British Foreign Secretary William Hague on Friday dismissed US concerns that cuts to London’s defense spending could undermine the NATO military alliance.
US Secretary of State Hillary Clinton and US Defense Secretary Robert Gates had said on Thursday that Washington feared defense cuts planned by NATO members could go too far.
Britain will on Tuesday unveil a sweeping review of its armed forces, the first such assessment since 1998, and major cutbacks to defense spending are expected as the country tries to tackle a record budget deficit.
“Let me be clear, the United Kingdom will, in the context of NATO, remain a military power of the first rank,” Hague told reporters in Brussels.
“We will continue to have an independent nuclear deterrent, to have formidable intelligence agencies. NATO have flexible and highly deployable forces,” he added.

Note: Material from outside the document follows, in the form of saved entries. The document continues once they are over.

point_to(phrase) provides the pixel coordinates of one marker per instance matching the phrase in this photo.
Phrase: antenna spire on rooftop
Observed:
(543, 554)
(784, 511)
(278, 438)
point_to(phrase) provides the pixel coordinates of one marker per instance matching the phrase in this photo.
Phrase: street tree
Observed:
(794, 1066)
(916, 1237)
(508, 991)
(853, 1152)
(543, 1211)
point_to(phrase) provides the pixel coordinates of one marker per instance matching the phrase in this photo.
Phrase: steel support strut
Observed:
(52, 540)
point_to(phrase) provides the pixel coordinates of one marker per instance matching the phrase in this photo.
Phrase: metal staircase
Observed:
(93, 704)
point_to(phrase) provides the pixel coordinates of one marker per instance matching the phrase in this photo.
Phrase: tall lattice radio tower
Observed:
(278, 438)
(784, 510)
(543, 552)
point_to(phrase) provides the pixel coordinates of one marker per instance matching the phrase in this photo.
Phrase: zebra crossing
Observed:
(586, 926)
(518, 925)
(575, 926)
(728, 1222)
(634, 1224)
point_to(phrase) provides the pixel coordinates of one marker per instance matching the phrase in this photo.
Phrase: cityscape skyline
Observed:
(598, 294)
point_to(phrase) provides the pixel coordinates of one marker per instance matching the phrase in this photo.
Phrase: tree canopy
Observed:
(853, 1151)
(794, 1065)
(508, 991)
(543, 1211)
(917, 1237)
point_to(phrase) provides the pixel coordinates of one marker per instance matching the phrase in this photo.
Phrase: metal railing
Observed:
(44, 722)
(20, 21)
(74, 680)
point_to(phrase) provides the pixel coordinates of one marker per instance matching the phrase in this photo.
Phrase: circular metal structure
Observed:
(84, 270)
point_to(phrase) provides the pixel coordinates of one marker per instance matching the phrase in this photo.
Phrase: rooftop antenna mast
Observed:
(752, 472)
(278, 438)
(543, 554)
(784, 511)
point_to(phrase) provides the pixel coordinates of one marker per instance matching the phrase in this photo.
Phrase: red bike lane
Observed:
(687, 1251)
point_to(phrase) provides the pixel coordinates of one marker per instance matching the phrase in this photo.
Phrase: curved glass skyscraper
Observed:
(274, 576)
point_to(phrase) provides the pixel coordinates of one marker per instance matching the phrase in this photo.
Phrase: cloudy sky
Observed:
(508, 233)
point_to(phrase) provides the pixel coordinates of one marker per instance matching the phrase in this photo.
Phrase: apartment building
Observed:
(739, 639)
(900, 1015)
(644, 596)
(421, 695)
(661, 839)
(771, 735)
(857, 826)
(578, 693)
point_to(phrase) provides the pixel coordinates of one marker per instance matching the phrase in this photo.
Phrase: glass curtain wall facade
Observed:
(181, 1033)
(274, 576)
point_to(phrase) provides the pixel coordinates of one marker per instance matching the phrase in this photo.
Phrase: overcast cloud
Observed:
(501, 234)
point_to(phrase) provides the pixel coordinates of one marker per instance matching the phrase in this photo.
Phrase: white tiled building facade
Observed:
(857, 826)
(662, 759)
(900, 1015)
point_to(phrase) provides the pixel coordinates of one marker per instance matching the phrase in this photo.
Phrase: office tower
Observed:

The government is trying to reduce a budget deficit of more than 10 percent of national output while securing Britain’s strong military presence in Europe and role as an ally to the US.
When asked whether she was worried about defense spending cuts by NATO members, the BBC reported Clinton as saying: “It does, and the reason it does is because I think we do have to have an alliance where there is a commitment to the common defense.”
Her comments echoed those of Gates, who on Thursday warned NATO members against a “hollowing out of alliance military capability.”
The Ministry of Defence budget of £36.9 billion (US$59 billion) is set to be slashed by up to 10 percent over four years, and the ministry already faces a deficit of £38 billion over 10 years according to earlier spending plans.
Britain is the second largest contingent in the 150,000-strong, mostly US, NATO force fighting Taliban insurgents in Afghanistan.
British Prime Minister David Cameron and Secretary of State for Defence Liam Fox have both said that funding for the UK’s 9,500 troops in the conflict would be ring-fenced.
Speaking in London on Friday, US General David Petraeus, commander of the NATO mission in Afghanistan, said he had received assurances from British officials that support for Afghanistan would be “ironclad.”